A long silence passed between us. Then she asked the question she really wanted answered.
“When?”
“Soon enough that you can stop worrying. I’m going to take care of it.”
She studied me another second. Then she nodded like she saw the truth, the promise in my eyes. Her head returned to my chest. I wrapped both arms around her and pulled her closer. A few minutes later, her breathing finally began to slow.
“Targen?”
“Hmm?”
“Moya lyubimaya… Sergei calls Ms. Joia that. What does it mean?” she asked drowsily.
“It means ‘my beloved,’” I whispered.
A sleepy smile tilted her lips.
“Better take yo’ ass to sleep. My granny making me a plum tart tomorrow,” she murmured.
My brow wrinkled. “Why I gotta go to sleep for that?”
She rose a little bit. “Who you think gon’ help me pick ‘em?”
Mimicking her, I kissed my teeth. “Lies you tell,” I said, voice pitched high.
“Please,” she said, not worried at all. “We just need a few ripe ones. But ooh, the green ones. You ever had a green one with a little salt? That shit so good!”
“You up here eating unripe fruit? I done married a country bumpkin, for real!”

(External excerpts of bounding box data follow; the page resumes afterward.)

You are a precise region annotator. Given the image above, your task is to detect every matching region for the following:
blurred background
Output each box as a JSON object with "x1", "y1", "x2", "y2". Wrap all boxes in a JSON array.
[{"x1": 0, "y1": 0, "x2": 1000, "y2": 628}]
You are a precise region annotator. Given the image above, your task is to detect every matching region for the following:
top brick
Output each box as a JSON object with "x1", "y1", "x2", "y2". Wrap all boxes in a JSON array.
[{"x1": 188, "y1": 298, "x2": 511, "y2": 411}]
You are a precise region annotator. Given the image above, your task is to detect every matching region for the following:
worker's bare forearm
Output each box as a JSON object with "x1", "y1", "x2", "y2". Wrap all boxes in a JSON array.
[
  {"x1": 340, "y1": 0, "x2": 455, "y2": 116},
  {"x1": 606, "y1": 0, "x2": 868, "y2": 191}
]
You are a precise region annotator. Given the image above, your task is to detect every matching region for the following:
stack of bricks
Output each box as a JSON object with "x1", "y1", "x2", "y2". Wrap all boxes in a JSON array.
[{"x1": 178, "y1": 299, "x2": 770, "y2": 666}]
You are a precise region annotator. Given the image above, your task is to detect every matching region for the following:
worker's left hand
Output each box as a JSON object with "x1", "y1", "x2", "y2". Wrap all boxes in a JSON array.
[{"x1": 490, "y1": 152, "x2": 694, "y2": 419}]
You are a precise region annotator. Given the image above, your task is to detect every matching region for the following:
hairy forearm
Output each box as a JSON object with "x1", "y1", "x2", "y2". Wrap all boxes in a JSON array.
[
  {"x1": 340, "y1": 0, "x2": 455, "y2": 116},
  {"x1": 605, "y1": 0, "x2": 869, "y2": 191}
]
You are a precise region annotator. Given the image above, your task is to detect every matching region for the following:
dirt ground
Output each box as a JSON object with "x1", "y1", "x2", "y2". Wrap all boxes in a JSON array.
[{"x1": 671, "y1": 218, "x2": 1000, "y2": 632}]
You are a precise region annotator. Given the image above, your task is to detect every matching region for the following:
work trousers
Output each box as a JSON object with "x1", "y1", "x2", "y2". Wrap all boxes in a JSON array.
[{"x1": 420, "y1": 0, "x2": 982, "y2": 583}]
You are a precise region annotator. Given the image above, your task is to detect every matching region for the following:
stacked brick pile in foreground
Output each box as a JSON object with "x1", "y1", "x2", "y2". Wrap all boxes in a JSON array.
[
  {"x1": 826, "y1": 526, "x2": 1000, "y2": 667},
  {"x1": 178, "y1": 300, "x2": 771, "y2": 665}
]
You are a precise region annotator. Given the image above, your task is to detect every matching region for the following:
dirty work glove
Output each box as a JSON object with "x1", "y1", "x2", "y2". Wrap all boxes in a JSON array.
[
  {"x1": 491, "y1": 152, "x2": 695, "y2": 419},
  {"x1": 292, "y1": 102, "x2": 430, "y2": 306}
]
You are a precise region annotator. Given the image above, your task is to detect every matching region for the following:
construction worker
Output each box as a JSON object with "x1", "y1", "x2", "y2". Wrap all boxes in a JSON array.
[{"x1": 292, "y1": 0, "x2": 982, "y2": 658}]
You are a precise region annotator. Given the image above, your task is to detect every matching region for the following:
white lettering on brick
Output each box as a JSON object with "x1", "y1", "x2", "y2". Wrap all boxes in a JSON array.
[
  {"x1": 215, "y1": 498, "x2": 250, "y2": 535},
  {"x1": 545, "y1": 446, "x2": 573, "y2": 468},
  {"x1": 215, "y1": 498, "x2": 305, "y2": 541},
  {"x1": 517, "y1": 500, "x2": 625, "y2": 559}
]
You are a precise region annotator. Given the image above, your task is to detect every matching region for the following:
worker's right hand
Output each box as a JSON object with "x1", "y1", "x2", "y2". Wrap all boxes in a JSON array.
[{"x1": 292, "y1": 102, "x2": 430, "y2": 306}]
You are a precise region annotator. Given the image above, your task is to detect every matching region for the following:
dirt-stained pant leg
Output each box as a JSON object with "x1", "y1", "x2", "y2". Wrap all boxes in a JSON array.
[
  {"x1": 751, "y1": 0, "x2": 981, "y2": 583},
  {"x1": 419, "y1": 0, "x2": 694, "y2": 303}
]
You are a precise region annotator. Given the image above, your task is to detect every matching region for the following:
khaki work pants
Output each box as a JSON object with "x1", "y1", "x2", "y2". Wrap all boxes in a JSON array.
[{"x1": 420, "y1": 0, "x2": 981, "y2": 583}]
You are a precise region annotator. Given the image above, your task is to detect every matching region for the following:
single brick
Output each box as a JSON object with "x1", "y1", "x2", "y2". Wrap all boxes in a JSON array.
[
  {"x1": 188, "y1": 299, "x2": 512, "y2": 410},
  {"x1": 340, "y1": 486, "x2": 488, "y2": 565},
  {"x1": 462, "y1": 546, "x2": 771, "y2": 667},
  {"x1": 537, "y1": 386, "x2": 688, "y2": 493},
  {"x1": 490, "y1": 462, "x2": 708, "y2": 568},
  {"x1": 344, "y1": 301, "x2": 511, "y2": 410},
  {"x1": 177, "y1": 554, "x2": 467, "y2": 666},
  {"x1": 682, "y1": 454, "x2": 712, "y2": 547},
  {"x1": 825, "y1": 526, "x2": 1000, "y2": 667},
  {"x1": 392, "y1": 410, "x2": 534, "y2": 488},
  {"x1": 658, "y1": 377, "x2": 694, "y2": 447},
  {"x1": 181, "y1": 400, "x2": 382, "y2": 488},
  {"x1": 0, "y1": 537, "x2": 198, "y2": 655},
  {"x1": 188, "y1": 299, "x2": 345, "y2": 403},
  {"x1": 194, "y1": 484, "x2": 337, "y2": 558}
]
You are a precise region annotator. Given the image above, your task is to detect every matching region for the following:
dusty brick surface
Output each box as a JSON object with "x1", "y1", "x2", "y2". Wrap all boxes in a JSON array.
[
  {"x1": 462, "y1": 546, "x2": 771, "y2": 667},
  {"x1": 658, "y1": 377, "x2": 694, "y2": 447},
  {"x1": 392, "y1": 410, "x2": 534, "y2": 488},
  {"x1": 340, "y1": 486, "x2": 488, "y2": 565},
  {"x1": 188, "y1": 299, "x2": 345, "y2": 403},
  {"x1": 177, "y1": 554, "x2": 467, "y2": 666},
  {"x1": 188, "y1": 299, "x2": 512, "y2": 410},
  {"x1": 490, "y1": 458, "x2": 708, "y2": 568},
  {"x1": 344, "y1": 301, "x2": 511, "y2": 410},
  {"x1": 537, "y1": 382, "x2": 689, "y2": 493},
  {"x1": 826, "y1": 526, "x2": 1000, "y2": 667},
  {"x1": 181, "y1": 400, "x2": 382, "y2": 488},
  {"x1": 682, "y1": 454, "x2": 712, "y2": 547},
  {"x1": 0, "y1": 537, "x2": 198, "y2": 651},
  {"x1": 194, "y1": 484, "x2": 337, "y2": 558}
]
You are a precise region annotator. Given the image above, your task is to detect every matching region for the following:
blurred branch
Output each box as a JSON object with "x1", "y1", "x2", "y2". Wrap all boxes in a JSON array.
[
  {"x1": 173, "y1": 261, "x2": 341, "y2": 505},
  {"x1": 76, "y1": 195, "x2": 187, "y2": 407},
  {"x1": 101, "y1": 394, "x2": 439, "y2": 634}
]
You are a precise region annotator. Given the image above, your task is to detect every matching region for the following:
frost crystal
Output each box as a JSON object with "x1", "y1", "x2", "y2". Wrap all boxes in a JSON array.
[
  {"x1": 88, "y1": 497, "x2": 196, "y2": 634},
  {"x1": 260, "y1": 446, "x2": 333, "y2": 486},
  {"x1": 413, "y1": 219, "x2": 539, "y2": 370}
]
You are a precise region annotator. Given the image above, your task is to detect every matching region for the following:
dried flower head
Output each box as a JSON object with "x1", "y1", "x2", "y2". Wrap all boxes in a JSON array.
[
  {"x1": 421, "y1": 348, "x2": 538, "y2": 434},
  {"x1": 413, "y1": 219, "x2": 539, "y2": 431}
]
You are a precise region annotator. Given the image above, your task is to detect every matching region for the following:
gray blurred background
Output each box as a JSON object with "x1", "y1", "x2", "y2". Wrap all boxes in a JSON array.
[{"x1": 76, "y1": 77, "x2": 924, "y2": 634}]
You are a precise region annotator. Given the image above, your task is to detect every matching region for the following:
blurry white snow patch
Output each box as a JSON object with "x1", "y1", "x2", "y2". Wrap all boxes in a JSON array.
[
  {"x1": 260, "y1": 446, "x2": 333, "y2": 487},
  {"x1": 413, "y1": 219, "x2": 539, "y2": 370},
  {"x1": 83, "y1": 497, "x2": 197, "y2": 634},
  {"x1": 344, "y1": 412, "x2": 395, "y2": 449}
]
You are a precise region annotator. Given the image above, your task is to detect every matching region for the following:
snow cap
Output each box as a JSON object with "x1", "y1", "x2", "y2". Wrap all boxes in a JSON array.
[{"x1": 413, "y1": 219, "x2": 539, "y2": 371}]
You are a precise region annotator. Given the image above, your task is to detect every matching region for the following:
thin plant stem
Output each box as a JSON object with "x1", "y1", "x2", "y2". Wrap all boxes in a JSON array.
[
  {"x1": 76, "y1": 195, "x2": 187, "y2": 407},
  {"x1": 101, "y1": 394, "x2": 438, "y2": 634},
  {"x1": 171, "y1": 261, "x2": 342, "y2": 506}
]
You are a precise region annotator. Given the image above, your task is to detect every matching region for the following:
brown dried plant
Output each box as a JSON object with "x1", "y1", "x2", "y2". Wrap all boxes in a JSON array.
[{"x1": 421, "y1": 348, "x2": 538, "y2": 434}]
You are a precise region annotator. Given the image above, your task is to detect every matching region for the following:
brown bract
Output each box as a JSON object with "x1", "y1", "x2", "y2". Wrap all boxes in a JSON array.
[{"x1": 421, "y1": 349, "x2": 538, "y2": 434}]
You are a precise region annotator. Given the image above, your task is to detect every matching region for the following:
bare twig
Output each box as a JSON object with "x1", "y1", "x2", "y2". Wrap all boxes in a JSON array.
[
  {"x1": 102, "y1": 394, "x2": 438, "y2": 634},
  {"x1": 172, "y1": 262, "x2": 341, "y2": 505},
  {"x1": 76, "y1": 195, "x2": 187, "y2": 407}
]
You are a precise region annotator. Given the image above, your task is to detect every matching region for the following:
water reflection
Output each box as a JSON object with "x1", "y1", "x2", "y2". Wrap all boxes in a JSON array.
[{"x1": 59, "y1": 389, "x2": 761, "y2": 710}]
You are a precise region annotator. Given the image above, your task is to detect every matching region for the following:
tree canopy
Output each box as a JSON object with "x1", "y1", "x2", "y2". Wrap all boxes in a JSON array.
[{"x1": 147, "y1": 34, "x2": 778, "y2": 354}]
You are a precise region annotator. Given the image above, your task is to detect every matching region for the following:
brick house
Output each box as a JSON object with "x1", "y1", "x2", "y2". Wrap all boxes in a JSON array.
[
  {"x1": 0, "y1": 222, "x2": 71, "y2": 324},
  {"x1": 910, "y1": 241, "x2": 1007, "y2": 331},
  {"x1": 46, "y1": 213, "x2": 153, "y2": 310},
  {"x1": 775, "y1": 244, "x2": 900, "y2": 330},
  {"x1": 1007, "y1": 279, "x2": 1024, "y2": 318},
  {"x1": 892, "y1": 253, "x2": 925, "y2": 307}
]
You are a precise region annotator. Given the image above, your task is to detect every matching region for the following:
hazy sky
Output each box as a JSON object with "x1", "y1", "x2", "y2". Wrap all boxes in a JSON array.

“Country bumpkin? You ain’t worried about that when you be bumping them hips against this country ass,” she popped off.
“Speaking of, let me bump that luscious thang right now,” I growled, grabbing one generous cheek and squeezing.
“Lies you tell,” she threw back at me, then giggled.
Until I proceeded to make those giggles turn into passionate moans and fevered pleas. Afterward, the tension left her body piece by piece. Sleep was winning because she believed me. My wife trusted me, worried about me…
Loved me. I took that seriously, would betray it for nothing.
I stared into the darkness above us for a long time before I closed my eyes, too, one word on repeat inside my head.
Soon.
(Sunday,July 6)
Six weeks in, I finally understood something about myself. I was not crazy. That might have sounded simple to somebody on the outside, somebody who had never had their name whispered about by family or never had everybody they loved look at them like they were a dog that might bite. But to me, it mattered.
I wasnotcrazy.
I just had some anger issues.
That was what my doctor called them, anyway. Anger responses. Emotional dysregulation. Violence as a “maladaptive coping strategy.” All those long, expensive words meant the same thing to me: people pushed me too far, and sometimes I pushed back too hard.
Was that perfect? No.
Was that my fault entirely? Also no.
That was the part nobody ever wanted to talk about. Nobody ever asked what happened before I exploded. Nobody cared how much disrespect I swallowed, how many times I was ignored, dismissed, embarrassed, lied to. They only wanted to talk about the moment I finally lost it.